I’ve been working so much overtime and despite all of that we’re in a really bad spot but he still almost never helps with anything if I ask. He just barks orders at me and then tells me he has to go to another meeting. Or, he won’t meet with me at all and pawns me off on other people who have been mostly unresponsive or unhelpful.
I know he’s writing a bad performance review for me. To make matters worse my supervisor has just gone out on leave unexpectedly. No reason or time frame given and the manager he reports to is my interim. I had a 1:1 scheduled with my supervisor the day he went out on leave and I planned to discuss this guy with him and to maybe be asked to be rolled off but that was of course canceled. I’m not sure how to handle a conversation like that with the interim mgr who has zero rapport with me.

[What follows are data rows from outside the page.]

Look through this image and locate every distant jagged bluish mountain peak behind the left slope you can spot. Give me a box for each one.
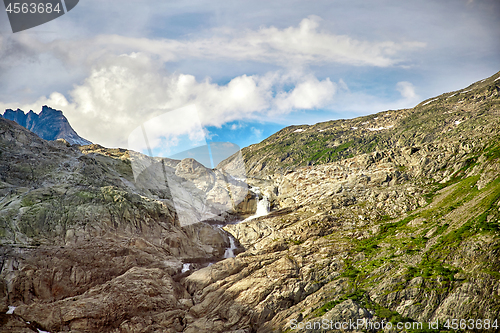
[3,105,92,145]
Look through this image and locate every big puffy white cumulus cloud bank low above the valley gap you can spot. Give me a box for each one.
[1,53,336,147]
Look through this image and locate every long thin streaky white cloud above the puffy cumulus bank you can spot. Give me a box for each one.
[10,15,425,67]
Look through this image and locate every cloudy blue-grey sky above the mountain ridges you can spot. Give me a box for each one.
[0,0,500,156]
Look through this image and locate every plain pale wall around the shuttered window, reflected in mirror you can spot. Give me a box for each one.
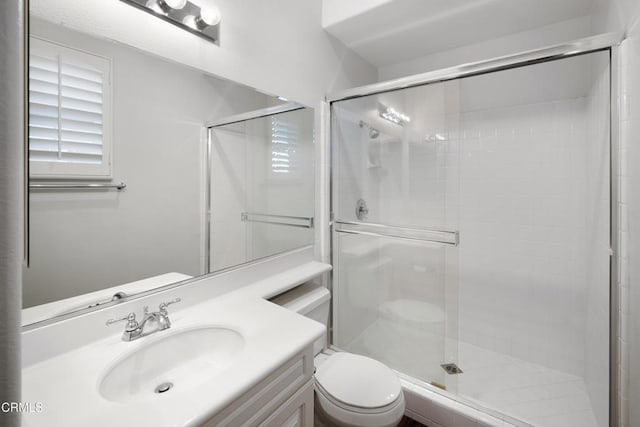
[23,18,268,307]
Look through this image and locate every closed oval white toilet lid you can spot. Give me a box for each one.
[316,352,402,408]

I have been on bigger and more complex projects than this and I excelled. I have years of good to excellent performance reviews but I know how my company is. None of that will matter. I’m worried about a PIP. I worry that discussing the way I’m being treated will make things worse for me. I really don’t know what to do. There was a round of layoffs today and tbh, I wish they picked me. Severance till October and not dealing with this asshole would be pretty amazing.
How do I address this? How do I sound credible to someone who doesn’t know me? Is trying to get ahead of it by talking to the interim manager the right thing to do? I’m actively looking for a new job I just need to survive until I get one.
Edit: things have improved a bit. I was moved to a different mgr who is known as being a great advocate. The engagement mgr from a previous project is looking for folks to join her current one so I told my new supportive mgr I’d be interested if possible. She reached out to the engagement mgr and the EM was super excited she might have me back on one of her projects. The two of them are working on getting me over to her project, which is a huge relief. I just heard today that they are working on extending people on my current project so I’m really hopeful that they (EM and new mgr) can push back and say I’m not available to be extended because I’m going to this other project. The only downside is that if I waited to be rolled off this one then I’d have some time inbetween projects I could use to find another job. But I think of the options, staying on my current project is riskier because of the bad reviews, stress and I’m obviously not building relationships for things like job references. So I’m crossing my fingers I get put on this other project and I will take periodic days off to focus on my job search. If it’s like the last one with the EM it will be busy and difficult with a lot of OT but that also means I’ll accrue time off faster and make more money. It’s stress but good stress. I learned a lot and enjoyed my work with her.